Wintertagung des Ökosozialen Forums

„Billige Nahrungsmittel gehen immer auf Kosten von Mensch oder Tier. Jedem muss klar sein: Wer billig kauft, hat auch Umweltzerstörung, Gentechnik oder Tierleid im Einkaufswagen. Klar ist, dass unsere Betriebe im Preiskampf mit Billigimporten aus dem Ausland nicht bestehen können. Diese Produkte können aber wiederum nicht mit unseren mithalten, wenn es um die Qualität und Nachhaltigkeit geht. Was wir tun können, ist sicherzustellen, dass immer österreichische Produkte zur Wahl stehen. Bei einigen Produktgruppen hat man diese Wahl nicht: Bei Puten etwa liegt der Selbstversorgungsgrad bei 35 Prozent, 1995 lag dieser noch bei 60 Prozent. Hier gibt es Potenzial. Diese Lücke müssen wir schließen. Damit schaffen wir nicht nur Wertschöpfung im eigenen Land, sondern vermeiden den Import von Tierleid. Das ist ökosoziales Wirtschaften“, so der Präsident des Ökosozialen Forums Österreich Stephan Pernkopf anlässlich der Wintertagung 2016.

„Unser Mehrwert ist die Qualität“, betont auch Landwirtschaftsminister Andrä Rupprechter. „Für die kleinstrukturierte bäuerliche Landwirtschaft in Österreich macht es keinen Sinn, sich am globalen Wettkampf um die größten Mengen und den kleinsten Preis zu beteiligen. Die Nachfrage nach qualitativ hochwertigen Spezialprodukten steigt ständig. Die Konsumentinnen und Konsumenten sind durchaus bereit, dafür mehr zu bezahlen, etwa für Heumilch, Bioprodukte oder regionale Spezialitäten. Das zahlt sich auch für die Bäuerinnen und Bauern aus“, so Rupprechter. Das beste Beispiel dafür seien die AMA-Gütezeichen. Durch Qualitätszuschläge sowie Herkunfts- und Markenprogramme können AMA-Gütesiegelbetriebe durchschnittlich Mehreinnahmen von 5000 Euro erzielen. Insgesamt ergibt sich für den gesamten Sektor ein geschätzter Mehrwert von 75 Millionen Euro.

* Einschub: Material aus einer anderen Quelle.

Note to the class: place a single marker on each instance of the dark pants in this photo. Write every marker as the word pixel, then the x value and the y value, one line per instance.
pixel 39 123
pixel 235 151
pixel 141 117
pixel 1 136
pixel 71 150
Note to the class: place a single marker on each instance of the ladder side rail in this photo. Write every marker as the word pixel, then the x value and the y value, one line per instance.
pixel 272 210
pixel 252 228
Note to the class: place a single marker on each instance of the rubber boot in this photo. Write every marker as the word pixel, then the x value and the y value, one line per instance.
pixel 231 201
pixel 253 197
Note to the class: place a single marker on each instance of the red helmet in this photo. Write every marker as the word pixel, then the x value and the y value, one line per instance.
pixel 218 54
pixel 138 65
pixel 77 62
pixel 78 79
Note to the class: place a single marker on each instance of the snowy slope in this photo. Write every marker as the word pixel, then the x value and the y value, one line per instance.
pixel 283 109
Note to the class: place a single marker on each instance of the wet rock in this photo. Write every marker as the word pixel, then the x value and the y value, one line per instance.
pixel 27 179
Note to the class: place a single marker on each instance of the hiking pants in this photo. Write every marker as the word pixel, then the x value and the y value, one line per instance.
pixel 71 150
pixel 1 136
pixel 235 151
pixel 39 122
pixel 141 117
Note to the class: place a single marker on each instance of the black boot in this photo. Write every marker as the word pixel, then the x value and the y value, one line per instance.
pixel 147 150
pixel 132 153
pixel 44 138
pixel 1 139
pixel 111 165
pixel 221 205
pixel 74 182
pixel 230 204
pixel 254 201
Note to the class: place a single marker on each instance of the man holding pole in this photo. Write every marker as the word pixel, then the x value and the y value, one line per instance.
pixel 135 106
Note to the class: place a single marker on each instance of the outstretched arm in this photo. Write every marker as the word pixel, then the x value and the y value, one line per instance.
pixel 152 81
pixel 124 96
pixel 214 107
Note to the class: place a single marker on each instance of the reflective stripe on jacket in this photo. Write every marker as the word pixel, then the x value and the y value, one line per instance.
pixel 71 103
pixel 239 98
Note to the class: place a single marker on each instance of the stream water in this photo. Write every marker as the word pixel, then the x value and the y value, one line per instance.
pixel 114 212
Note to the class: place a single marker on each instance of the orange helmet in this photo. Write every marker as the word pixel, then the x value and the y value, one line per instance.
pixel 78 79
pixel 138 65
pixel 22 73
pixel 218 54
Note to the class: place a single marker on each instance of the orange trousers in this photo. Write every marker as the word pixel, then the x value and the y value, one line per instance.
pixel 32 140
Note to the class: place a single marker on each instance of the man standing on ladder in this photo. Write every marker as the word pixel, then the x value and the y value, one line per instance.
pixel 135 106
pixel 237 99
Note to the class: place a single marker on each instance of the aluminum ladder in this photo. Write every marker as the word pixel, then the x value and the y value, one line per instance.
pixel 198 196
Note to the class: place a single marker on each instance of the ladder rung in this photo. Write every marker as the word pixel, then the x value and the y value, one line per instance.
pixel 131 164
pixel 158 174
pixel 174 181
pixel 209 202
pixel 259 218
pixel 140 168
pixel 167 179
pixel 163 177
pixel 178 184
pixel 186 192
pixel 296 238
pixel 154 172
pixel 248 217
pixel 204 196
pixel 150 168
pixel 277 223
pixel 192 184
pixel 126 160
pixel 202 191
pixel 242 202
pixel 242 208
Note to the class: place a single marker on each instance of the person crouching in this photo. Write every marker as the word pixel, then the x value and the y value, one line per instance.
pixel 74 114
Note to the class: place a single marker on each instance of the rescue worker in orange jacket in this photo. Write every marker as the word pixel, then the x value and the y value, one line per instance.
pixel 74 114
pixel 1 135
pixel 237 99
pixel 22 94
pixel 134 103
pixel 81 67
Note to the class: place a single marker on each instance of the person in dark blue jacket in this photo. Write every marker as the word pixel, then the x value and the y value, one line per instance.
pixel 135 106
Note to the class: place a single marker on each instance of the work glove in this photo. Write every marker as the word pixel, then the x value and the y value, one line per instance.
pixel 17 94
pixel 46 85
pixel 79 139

Die Wintertagung des Ökosozialen Forums widmete sich heuer der Frage, wie die österreichischen land- und forstwirtschaftlichen Betriebe auf den Märkten von morgen auf nationaler, europäischer und globaler Ebene bestehen können. Fakt ist, dass beim Griff ins Regal auch über die Produktionsbedingungen im Inland und über die Zukunft der heimischen Landwirtschaft entschieden wird.

„Ich bin davon überzeugt, dass eine faire Kennzeichnung der Schlüssel zur Transparenz ist“, ergänzt die Präsidentin des Ökosozialen Forums Europa Elisabeth Köstinger, „wir können in Österreich die Käfighaltung bei Legehennen verbieten. Aber was nützt uns das, wenn genau solche Käfigeier beispielsweise aus der Ukraine trotzdem am heimischen Markt verkauft werden, weil es in verarbeitenden Produkten keine echte Herkunftskennzeichnung gibt?“ Aktuell werden 43 Prozent der weltweit produzierten Eier nach wie vor in Käfigsystemen produziert und noch immer werden via Entwicklungsbanken öffentliche Mittel für Produktionsweisen in Drittstaaten bereitgestellt, die in der EU verboten sind.

„Österreichs Bauern erzeugen im internationalen Vergleich einzigartige Spitzenqualitäten. Sie wollen jedoch neben der hohen Wertschätzung auch eine entsprechende Wertschöpfung erreichen. Dafür muss rasch ein Maßnahmenpaket geschnürt werden, damit die Bauern, die am Beginn der Wertschöpfungskette stehen, nicht draufzahlen. Kurz zusammengefasst geht es darum: Verwaltung vereinfachen, Steuer auf Treibstoff senken, durch den Klimawandel enorm gestiegenes Risiko absichern und Herkunft der Lebensmittel bis zum Konsumenten erkennbar machen“, so LK Österreich-Präsident Hermann Schultes abschließend.